Collegium Medicum, Jan Kochanowski University, Kielce 25-516, Poland.
Department of Infectious Diseases, Jan Kochanowski University, Kielce 25-516, Poland.
World J Gastroenterol. 2023 Feb 14;29(6):949-966. doi: 10.3748/wjg.v29.i6.949.
Chronic infection with the hepatitis C virus (HCV) remains a major health problem affecting approximately 58 million people worldwide. In the era of interferon (IFN)-based regimens, patients particularly infected with genotypes 1 and 4 achieved a low response rate. The implementation of direct-acting antivirals changed the landscape of HCV treatment. The increase in effectiveness provided us with the hope of eliminating HCV as a significant public threat by 2030. In the following years, there was an observed improvement in the treatment of HCV with genotype-specific regimens and highly effective pangenotypic options that are the most recent stage of the revolution. The optimization of therapy was accompanied by changes in the patient profile from the beginning of the IFN-free era over time. Patients treated with antiviral therapies were younger in successive periods, less burdened with comorbidities and comedications, more frequently treatment-naïve and had less advanced liver disease. Before the IFN-free era, specific subpopulations such as patients with HCV/HIV coinfection, those with a history of previous treatment, patients with renal impairment or with cirrhosis had lower chances for a virologic response. Currently, these populations should no longer be considered difficult to treat. Despite the high effectiveness of HCV therapy, there is a small percentage of patients with treatment failure. However, they can be effectively retreated with pangenotypic rescue regimens.

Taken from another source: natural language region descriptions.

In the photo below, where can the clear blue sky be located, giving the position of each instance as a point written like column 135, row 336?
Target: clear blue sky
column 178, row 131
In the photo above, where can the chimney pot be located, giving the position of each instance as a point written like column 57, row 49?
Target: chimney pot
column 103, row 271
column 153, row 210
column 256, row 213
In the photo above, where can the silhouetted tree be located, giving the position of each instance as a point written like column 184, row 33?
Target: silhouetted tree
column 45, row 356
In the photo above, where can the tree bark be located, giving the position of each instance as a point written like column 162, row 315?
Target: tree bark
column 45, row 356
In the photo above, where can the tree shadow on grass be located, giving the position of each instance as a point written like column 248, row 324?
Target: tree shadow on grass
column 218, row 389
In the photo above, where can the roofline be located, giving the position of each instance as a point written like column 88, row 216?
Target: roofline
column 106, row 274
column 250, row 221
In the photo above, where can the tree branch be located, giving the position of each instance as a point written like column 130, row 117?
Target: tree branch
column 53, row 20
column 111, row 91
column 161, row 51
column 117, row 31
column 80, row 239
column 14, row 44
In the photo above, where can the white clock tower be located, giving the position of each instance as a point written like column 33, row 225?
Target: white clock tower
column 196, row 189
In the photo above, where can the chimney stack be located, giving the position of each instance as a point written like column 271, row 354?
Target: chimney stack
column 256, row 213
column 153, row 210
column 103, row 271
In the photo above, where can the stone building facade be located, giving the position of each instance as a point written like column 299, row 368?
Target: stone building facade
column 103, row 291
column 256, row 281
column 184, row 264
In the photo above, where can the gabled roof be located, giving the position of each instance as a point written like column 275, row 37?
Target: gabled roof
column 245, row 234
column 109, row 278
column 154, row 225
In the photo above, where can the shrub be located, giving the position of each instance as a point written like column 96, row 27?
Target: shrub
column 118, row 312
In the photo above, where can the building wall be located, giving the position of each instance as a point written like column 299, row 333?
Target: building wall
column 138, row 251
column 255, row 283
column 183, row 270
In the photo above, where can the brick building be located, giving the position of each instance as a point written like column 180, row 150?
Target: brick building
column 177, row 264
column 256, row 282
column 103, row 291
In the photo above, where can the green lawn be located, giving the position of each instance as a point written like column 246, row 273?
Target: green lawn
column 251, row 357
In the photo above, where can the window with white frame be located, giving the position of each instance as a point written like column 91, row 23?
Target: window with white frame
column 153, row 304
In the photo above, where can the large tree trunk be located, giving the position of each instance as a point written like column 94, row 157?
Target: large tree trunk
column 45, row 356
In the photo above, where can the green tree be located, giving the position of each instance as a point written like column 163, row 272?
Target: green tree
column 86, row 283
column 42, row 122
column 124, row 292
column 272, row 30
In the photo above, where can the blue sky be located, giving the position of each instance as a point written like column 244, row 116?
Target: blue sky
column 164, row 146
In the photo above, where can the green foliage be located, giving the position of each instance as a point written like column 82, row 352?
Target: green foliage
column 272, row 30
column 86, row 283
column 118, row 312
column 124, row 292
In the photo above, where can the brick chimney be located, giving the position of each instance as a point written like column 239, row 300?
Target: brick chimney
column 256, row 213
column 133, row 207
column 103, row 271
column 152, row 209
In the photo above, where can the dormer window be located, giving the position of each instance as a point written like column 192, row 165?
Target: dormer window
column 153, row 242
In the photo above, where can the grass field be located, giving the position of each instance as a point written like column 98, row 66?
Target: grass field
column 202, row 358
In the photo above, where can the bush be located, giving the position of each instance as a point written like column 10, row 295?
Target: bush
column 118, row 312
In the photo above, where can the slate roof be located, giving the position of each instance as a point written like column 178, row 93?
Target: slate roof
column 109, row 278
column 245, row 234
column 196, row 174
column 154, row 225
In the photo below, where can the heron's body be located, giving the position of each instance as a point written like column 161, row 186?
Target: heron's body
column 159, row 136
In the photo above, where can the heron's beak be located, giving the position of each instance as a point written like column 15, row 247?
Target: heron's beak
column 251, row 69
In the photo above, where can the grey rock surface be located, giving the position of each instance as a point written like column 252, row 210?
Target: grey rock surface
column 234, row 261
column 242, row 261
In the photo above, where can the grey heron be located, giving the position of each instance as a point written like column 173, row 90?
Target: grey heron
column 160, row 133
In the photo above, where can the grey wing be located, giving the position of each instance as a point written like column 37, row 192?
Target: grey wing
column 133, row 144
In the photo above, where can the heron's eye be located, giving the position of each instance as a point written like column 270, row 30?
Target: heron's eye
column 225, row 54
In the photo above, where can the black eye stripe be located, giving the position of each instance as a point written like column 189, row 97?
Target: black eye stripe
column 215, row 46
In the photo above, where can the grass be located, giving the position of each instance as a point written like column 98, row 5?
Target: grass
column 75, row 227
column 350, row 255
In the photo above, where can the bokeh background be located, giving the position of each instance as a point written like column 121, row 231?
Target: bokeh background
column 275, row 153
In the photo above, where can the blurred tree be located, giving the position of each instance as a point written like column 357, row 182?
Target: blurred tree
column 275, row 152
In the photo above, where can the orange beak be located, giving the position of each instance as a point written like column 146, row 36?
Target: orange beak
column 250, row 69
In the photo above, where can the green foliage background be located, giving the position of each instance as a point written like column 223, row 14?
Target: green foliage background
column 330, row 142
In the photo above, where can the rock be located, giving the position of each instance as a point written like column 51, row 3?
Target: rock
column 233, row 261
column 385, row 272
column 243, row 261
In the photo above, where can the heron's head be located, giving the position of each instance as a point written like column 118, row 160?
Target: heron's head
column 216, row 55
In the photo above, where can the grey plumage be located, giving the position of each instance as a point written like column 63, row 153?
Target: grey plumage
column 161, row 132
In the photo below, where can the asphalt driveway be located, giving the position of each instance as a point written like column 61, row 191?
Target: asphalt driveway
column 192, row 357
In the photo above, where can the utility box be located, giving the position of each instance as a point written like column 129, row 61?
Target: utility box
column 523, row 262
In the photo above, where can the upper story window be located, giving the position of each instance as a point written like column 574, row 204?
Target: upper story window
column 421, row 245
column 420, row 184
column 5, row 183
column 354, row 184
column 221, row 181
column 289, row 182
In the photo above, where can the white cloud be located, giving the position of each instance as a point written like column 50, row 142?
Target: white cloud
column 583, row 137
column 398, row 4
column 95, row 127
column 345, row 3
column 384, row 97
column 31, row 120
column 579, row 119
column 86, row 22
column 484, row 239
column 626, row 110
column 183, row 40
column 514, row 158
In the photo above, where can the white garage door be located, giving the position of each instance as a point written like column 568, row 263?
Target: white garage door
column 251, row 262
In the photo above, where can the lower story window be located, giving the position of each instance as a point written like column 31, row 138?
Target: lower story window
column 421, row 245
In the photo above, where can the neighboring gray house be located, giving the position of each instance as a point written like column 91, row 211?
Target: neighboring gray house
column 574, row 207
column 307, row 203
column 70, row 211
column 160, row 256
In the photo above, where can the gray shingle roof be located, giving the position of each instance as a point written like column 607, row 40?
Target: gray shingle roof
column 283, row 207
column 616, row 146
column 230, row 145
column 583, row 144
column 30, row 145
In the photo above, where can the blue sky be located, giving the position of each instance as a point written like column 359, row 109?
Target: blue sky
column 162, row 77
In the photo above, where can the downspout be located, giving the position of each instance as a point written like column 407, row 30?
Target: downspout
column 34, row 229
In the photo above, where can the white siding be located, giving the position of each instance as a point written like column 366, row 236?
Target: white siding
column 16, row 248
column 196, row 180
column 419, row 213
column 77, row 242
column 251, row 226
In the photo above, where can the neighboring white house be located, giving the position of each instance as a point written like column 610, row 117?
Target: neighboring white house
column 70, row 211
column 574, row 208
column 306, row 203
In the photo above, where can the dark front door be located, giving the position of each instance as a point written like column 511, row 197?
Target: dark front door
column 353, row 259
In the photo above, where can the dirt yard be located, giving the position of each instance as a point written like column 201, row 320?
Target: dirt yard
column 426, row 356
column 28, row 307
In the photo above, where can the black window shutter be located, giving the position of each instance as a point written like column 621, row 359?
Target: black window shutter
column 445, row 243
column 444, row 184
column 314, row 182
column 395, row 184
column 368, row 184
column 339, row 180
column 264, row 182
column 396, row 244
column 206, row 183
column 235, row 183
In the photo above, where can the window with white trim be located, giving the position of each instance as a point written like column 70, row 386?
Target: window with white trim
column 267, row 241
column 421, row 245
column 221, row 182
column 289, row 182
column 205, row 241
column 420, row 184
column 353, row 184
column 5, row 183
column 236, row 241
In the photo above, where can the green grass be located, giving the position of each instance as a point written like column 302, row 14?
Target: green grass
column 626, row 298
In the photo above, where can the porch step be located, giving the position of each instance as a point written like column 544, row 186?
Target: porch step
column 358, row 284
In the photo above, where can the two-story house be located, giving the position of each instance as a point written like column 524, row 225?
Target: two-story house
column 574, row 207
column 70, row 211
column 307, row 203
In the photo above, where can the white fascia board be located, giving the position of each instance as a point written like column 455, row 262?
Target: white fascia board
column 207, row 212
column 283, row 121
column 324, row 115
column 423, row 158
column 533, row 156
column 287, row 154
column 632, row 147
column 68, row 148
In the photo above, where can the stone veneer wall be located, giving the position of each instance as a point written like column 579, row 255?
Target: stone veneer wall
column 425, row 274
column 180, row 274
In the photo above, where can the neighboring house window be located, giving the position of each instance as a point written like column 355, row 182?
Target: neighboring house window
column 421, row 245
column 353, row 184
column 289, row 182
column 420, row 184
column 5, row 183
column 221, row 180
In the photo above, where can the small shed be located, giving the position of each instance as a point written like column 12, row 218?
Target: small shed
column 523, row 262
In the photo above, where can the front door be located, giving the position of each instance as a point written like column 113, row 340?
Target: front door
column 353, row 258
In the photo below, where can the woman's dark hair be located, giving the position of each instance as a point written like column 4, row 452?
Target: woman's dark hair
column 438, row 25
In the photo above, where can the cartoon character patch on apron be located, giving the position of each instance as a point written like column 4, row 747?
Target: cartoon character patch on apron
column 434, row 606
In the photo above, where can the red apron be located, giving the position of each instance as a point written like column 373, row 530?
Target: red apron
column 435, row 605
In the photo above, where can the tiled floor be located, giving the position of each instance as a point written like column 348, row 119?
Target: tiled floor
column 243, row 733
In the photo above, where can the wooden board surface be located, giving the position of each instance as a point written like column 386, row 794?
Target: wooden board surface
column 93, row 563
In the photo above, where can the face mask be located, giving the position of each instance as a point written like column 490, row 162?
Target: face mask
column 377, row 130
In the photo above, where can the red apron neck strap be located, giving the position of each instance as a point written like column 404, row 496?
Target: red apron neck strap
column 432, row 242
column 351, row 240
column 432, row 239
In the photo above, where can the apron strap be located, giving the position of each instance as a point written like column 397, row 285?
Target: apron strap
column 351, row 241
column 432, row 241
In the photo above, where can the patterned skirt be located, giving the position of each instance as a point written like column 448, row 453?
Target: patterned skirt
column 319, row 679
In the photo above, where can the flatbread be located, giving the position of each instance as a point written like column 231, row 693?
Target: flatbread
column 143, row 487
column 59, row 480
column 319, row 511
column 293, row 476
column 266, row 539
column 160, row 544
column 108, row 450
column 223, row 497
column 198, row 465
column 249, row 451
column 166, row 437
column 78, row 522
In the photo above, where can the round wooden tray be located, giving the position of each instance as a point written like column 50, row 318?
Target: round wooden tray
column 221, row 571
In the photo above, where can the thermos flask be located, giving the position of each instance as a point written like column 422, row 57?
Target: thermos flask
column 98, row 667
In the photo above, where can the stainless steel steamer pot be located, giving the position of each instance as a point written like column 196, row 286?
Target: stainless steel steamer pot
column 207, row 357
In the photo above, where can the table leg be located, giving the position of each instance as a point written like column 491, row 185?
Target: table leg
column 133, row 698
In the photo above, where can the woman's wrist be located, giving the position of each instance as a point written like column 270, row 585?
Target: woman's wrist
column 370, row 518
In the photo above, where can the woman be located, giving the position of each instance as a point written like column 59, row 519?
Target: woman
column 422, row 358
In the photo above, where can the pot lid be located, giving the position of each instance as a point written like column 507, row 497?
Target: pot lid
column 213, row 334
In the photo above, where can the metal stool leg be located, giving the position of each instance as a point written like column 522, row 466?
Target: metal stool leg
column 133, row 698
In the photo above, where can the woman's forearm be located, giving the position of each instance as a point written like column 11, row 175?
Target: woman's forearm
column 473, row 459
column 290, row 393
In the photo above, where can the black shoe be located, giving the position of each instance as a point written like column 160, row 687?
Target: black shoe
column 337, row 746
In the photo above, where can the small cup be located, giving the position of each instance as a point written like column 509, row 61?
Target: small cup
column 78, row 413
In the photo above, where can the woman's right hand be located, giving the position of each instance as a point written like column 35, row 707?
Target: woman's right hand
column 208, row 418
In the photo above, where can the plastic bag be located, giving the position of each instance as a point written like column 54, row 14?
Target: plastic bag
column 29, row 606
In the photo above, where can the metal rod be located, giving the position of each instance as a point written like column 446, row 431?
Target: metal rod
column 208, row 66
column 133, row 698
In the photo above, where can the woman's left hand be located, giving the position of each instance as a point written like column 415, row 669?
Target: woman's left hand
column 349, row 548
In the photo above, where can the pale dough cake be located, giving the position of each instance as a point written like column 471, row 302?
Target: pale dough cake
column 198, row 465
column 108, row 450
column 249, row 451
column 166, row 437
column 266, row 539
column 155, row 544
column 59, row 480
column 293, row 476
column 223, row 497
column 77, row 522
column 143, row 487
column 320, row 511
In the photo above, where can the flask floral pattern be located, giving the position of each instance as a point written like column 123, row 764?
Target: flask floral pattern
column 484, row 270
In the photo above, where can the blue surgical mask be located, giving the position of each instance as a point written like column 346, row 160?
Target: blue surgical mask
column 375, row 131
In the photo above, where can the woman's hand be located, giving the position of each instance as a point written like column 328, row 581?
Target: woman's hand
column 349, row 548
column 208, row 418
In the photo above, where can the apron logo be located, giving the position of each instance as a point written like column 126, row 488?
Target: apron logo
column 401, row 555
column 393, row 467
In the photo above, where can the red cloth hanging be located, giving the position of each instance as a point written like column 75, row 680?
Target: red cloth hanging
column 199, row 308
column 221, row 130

慢性丙型肝炎病毒 (HCV) 感染仍然是一个全球性的重大健康问题,全球约有 5800 万人受到影响。在基于干扰素 (IFN) 的治疗方案时代,特别是感染基因型 1 和 4 的患者应答率较低。直接作用抗病毒药物的实施改变了 HCV 治疗的格局。有效性的提高使我们有希望在 2030 年前消除 HCV 这一重大公共卫生威胁。在随后的几年中,随着针对特定基因型的方案和最新的泛基因型选择的出现,HCV 的治疗效果得到了提高,这是 HCV 治疗的最新阶段。随着治疗方案的优化,患者的特征也在不断变化,从 IFN 无时代开始,这种变化一直持续着。随着时间的推移,接受抗病毒治疗的患者年龄越来越小,合并症和合并用药负担越来越小,治疗初治患者越来越多,肝纤维化程度越来越轻。在 IFN 无时代之前,一些特定亚组患者如 HCV/HIV 合并感染、既往治疗史、肾功能损害或肝硬化患者,其病毒学应答的可能性较低。目前,这些人群不应再被视为难治人群。尽管 HCV 治疗的有效性很高,但仍有一小部分患者治疗失败。然而,他们可以通过泛基因型挽救方案进行有效的再次治疗。